Honest Conversation Is Overrated
Actual Human Interactions Witnessed Or Overheard
In Twentieth And Twenty-First Century America
In Twentieth And Twenty-First Century America
I can only fit 10 1/2 inches in my mouth when I've taken my socks off first. I have no idea how much I can take in the ass because no one has made an attempt to kick it since I was in junior high. While I think Aaron would be entitled to pull my foot out of my mouth and insert it up my own ass, I believe he has made other plans for that particular orifice.
"We should maybe continue this conversation at your house, with alcohol."
"Yes," I say, "lots and lots of alcohol." I'm not sure if there is an actual volume of alcohol that can be drunk to erase away the memory of gender identity confusion. But if there is such an amount, tonight I shall drink it.
Aaron rides my ass all the way home. I have a feeling he may continue to ride my ass once we get there.
"Nice place." He says when we've put the last shower-capped pan of fudge on my kitchen counter. "Beer in the fridge?"
"Where? All I see is hard lemonade, cider, and Zima. Are you sure you're not a girl?"
"There's Guinness in there somewhere. Let me see if I can find it for you." I reach in and start moving around the various togo boxes and Cherry Coke cans that have filled the lower two shelves. "Ah, there we are, one" penis presses firmly against my ass. "Hello."
"Just wanted you to be sure that it was there."
Apart from Randy, no one has ever been remotely as forward as Aaron is being. I am equal parts turned on and horrified.
He reaches over me toward one of the widget cans on the top shelf. "You, uh don't want one of those, let me get you a bottle."

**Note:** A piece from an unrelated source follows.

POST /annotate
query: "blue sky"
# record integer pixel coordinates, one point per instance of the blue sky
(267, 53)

"I prefer the cans, if you don't mind."
"No. They've been in their since R...they've been in there for a long time. The bottles are fresh."
He backs away from me. "Ok."
A Guiness for him, a Pumpkinhead Ale for me, and we are good to go. I go into the living room and sit in one of the cranberry wingback chairs that my mother left in the condo when she moved out. I am not terribly surprised when, instead of sitting on the couch, or the other chair, Aaron straddleds my lap. "Comfy?" He asks. I am decidedly not, but it is the type of uncomfortablity that I am growing accustomed to.
"So how many years have you been working at the faire now?"
"And all this time you thought I was a woman?"
Truth be told, I hadn't thought of Aaron at all until he approached me about working for us. I had taken the blank slate approach to working at the renaissance faire. I stayed in my little booth and did not very exciting fudge centered things, while the faire moved flamboyantly around me. In three years I hadn't learned the name of a single person who didn't work in my booth. "Well, to be fair, until last night, I'd only seen you from a distance."
"So you weren't interested in me at all? You were too busy drooling over Ben and CSB, I guess."
"Ben drools enough on his own, he doesn't need me helping him, and CSB is straight. I didn't notice you because I'm incredibly" He kisses me. Like a girl. His face is soft, like he just came from swimming in an ocean of aloe and vera.
"You're a pretty good kisser for a first timer."
"Have you kissed a guy before?" His gaydar may be finely tuned, but his whoredar is apparently on the fritz.
"One or two" hundred.
"Anyone else from the faire?"
"No. Are there a lot of gay guys working there?"
"Most are trendy-bi at least."
"Like who?" I asked.
"Both nut boys, one of the mud men, the village drunk, three of the wax workers, three of the fudge men, one blacksmith, the jeweler, two of the leather & chain mail salesmen, the entire staff of the costume booth, and the red knight. The court jester, one of the guys at the fried dough booth, the other mud man, and about half a dozen of the actors are straight up gay."
"Jesus, is there any guy there that you haven't fucked?" I ask incredulously. Whether I am incredulous at the volume of people he had slept with, the shittiness of my gaydar, or the hypocrisy of me being shocked by someone's whoring, I'll let you decide.
He shakes his head and laughs at me. "I didn't fuck all of them, I just know they're gay or bisexual. I've only slept with" he began counting on his fingers, "most of them."
"Wait a second. You said three of the fudge men."
"I know CSB shows up on gaydar, but I'm reasonably certain he's not even really bi. You haven't..."
"Well," he says, "I think he's at least bi, but I was talking about Brent."
"Yea," he says, "we work together at the hardware store during the off-season. Everyone there calls him Juice."
"Because when he gets drunk, he takes guys home and asks them if they'll juice themselves on him. You know, come."
"Thanks, I got it." And I want to give it back. Brent is fairly cute when he isn't speaking or otherwise making a fool of himself, but I do not want to think of him spread eagled on a floor somewhere asking people to jerk off on him.
"I take it you don't want to invite him over for a threesome. It's just as well. I'd rather have you all to myself."